Conan didn't wake throughout it all, not even when Yukiko closed the door behind her back outside his room. Not even when she leaned down against it, pausing for a moment to take a deep breath and close her eyes.

Not even when she let her hand slid on her pants' pocket, pulling her phone out, before dialing a number and pressing the device against her ear.

"... What do you want, Mom? Do you have any idea of what time it is?"

When that voice, laced with sleep and annoyance all the same, rang on her ears, Yukiko let out the breath she didn't even know she was holding.

And a genuine smile appeared on her face.

Hearing his voice was more than enough for her.


"Co-chan," the child looked up at the mention of his name. "If you don't hurry up you'll be late to school."

Shrugging a bit, the child left the note he had been reading up until a few minutes in order to finish breakfast. Curious about what had caught her child's attention, Yukiko glanced at the note.

"Kaito KID?" she blinked twice. "Hey, doesn't that say it's for...?"

"For Dad, yeah," he simply replied. "It's more than ten years old, though. I doubt it will change anything even if I gave it to him."

"What's up with the random question mark?" she held it between her hands.

"That's what I'm trying to figure out, but I haven't got a clue."

Yukiko hummed a bit. "That reminds me... There was this time when Yusaku asked me to give a card to someone else. It was a weird, just like this one."

Conan's eyes widened slightly in surprise. "Dad did?"

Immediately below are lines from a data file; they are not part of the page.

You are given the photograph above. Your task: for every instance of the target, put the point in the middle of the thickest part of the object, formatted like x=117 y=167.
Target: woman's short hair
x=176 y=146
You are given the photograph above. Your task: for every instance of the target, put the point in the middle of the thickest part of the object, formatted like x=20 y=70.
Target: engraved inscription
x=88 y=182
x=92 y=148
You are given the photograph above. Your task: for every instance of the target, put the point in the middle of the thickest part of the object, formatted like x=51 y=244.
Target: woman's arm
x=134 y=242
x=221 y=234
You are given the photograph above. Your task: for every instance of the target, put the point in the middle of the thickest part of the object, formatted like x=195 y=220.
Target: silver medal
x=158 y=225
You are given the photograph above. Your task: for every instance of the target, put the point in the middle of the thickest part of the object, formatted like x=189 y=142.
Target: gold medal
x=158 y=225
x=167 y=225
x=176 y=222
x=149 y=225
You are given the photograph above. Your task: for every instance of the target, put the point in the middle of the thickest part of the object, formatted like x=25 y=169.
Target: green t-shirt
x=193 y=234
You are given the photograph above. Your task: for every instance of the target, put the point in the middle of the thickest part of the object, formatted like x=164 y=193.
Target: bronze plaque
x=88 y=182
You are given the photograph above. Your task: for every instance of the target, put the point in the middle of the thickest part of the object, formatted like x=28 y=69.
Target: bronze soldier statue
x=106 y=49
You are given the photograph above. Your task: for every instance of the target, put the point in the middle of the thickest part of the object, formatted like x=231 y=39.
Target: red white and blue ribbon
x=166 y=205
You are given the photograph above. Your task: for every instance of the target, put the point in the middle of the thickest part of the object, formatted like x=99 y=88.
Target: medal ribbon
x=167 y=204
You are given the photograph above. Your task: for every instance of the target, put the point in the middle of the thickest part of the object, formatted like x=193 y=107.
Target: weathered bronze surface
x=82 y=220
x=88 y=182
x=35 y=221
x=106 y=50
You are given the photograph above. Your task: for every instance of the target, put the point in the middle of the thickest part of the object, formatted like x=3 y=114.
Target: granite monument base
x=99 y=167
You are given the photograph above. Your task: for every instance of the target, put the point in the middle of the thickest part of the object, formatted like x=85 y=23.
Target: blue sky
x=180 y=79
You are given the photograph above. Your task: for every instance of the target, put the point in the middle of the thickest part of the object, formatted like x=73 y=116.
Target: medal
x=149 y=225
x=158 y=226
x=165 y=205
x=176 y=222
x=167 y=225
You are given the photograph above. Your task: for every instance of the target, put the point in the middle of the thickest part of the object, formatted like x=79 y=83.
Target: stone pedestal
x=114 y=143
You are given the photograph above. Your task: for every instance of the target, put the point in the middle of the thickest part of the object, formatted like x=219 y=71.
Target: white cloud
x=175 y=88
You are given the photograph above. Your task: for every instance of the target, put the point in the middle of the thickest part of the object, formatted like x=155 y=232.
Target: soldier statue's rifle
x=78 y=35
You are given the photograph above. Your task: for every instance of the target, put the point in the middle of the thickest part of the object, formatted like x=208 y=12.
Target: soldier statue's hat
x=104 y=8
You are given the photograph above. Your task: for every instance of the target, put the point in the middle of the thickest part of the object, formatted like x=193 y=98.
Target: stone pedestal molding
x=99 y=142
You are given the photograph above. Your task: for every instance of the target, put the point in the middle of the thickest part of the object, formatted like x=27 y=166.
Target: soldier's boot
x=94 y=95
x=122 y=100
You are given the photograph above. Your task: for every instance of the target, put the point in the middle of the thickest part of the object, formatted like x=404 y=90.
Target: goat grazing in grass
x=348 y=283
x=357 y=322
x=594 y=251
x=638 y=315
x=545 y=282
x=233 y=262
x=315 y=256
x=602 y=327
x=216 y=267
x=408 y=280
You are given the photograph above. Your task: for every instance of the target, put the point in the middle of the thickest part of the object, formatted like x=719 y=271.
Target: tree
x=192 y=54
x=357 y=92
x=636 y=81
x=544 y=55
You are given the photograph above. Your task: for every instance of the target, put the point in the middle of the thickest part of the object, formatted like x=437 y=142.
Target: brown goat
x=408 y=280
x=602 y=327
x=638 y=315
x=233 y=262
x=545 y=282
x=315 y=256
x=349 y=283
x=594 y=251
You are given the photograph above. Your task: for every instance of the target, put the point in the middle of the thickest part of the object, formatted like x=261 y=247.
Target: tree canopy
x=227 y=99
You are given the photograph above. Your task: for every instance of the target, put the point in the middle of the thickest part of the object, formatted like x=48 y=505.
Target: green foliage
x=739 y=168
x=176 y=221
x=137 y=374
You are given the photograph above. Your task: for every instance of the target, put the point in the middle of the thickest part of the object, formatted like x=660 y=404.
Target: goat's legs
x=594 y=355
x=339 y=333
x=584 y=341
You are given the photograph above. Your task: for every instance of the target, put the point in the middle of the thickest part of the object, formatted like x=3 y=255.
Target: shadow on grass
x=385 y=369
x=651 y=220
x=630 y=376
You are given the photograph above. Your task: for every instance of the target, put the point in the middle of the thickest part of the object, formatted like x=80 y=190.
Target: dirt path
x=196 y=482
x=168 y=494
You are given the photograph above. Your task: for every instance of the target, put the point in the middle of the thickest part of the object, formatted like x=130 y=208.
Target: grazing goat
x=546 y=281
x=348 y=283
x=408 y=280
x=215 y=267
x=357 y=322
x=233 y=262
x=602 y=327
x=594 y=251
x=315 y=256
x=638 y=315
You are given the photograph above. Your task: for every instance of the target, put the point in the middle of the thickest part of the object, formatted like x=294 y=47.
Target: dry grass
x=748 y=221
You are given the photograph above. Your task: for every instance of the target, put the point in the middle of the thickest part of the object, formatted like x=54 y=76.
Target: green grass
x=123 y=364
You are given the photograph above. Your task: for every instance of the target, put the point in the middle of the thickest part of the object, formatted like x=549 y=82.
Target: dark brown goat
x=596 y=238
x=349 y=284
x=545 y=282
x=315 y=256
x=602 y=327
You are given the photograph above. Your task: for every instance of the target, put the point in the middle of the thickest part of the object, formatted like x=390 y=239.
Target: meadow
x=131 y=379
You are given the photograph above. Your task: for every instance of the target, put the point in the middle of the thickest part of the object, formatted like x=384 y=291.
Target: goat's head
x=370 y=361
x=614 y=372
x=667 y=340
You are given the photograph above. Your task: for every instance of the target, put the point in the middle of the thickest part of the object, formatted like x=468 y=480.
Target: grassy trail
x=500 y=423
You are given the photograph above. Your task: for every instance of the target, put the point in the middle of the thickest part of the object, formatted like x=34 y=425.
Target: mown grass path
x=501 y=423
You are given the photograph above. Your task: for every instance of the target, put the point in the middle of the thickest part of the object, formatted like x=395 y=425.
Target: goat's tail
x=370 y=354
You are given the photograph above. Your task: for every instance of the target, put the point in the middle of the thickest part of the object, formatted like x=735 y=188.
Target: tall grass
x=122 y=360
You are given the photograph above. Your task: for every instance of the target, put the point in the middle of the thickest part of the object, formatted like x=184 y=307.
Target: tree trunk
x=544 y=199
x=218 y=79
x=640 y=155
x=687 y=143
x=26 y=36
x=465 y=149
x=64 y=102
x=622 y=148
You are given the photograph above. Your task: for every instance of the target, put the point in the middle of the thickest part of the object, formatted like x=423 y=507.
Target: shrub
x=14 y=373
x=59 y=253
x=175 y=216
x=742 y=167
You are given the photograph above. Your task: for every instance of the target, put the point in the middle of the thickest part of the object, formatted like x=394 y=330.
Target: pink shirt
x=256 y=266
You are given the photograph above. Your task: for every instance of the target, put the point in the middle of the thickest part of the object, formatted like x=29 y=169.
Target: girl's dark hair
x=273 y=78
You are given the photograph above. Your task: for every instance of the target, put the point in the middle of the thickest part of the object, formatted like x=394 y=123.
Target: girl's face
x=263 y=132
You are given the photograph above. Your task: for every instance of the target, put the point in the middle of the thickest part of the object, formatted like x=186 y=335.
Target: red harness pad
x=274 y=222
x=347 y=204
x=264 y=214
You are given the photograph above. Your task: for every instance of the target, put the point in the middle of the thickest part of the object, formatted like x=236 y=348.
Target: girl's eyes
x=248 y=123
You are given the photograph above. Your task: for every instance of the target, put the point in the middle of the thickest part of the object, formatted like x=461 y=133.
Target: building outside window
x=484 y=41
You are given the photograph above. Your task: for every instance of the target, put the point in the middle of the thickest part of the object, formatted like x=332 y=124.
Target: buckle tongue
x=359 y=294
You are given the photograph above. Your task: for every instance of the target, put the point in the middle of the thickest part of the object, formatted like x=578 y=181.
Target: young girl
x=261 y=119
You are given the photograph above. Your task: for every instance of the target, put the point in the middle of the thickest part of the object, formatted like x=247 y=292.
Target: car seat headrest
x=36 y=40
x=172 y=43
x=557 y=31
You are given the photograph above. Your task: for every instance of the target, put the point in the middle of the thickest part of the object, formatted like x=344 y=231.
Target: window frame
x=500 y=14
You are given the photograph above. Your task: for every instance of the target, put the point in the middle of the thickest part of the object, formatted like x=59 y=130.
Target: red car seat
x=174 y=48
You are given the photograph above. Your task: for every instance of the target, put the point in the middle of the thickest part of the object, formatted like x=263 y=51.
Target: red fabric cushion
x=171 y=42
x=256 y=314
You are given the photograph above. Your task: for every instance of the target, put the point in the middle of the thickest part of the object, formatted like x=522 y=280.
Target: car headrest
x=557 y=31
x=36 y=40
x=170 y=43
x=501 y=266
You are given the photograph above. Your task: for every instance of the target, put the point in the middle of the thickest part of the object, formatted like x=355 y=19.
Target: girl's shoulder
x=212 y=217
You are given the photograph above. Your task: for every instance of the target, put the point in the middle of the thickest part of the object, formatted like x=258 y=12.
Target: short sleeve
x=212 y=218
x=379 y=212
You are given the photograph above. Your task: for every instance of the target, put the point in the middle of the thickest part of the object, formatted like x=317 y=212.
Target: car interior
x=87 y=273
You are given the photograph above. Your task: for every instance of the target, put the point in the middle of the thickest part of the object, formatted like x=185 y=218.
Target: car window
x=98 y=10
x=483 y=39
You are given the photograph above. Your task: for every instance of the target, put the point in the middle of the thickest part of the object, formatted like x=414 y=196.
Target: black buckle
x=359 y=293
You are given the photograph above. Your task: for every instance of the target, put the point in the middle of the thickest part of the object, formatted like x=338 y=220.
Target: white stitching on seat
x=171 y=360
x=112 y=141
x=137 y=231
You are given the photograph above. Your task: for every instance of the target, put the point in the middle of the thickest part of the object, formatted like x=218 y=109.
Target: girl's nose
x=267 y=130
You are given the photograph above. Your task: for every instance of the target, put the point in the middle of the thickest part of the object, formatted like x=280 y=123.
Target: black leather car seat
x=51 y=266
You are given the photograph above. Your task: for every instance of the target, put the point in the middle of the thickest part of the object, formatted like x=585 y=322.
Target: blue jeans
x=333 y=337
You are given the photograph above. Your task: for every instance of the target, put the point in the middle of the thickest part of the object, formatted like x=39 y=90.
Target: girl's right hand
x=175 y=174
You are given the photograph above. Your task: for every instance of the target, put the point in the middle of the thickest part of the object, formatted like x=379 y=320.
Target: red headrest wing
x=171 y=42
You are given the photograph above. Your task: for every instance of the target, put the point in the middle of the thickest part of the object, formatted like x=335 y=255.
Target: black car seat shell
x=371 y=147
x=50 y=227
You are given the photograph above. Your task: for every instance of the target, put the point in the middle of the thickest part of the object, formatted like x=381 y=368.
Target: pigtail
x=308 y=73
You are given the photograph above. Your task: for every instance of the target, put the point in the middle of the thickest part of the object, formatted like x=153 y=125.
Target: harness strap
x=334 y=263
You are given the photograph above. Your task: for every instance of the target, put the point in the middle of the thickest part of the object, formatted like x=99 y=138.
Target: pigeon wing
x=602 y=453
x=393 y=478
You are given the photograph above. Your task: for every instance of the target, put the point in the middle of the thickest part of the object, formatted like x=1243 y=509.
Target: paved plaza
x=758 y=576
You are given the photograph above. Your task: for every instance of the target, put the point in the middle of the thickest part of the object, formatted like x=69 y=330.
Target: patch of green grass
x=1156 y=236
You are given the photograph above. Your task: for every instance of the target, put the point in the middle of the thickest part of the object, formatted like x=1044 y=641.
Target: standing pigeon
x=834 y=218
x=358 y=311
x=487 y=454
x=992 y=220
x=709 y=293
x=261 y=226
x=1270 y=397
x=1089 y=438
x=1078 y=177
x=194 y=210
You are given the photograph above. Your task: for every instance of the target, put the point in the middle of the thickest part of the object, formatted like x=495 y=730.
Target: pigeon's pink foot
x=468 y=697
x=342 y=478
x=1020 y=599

"Yeah. It just had one exclamation mark," the mother commented. "It was a reply to a fan letter that a friend of my teacher had sent him. Mystery maniacs are so weird..."

"Teacher?"

"Yeah, you know. The famous Japanese magician that taught me all about the art of disguise. Kuroba Toichi."

Kuroba Toichi... he went oddly silent at the mention of that particular name.

"Ah, that brings memories," his mother gave him the note back to him, whose eyes rolled, clearly expecting her to begin rambling nonsense, as always. "That was about ten years ago... It makes me feel a little old."

Conan bit down a comment about her age.

"Say," the child interrupted her before she could continue. "Did he have any children?"

"Yeah," she replied confused by his unusual question. Her puzzled expression did not last long, because it shifted to a rather annoyed one once her arms crossed right in front of her chest. "There was that little brat. He was around Shin-chan's age, so they would often play together when they were younger and I went to visit Toichi-san. Even you met him when you were very, very little."

Pondering over it a bit, the child's finger went to his chin, stroking it lightly as he thought. Now that he thought about it, he dimly remembered his father's hand over his mother's shoulders, who cried as she held his little hand, and his brother standing awkwardly there, just beside a girl he didn't know. She seemed to be hugging a boy. Everyone, including himself, were all dressed in black. A funeral? he wondered.

"Why does it sound like you hate this guy so much?" Conan then asked, with a plain voice.

"Because he was a rude little jerk!" she exclaimed. "That kid called me a 'beautiful old lady' when we first met. Can you believe it?!"

"Oh, that's not right."

"Yeah!"

"Why would he call you 'beautiful'?"

Conan quickly left his house right after that, hoping that her fury would recede by the time school was over.


A/N:

ajjr12: I like your idea! I'll really going to take it into consideration for future chapters :)

Asahina Chihaya: Actually, Kuroba Toichi died eight years before canon, as far as I know. Maybe things can change a little bit here? I'm not completely sure XD

Gamergail: Wow, I didn't realize I had made so many mistakes, lol! Anyway, thanks for bringing me those into my attention, I really appreciated it!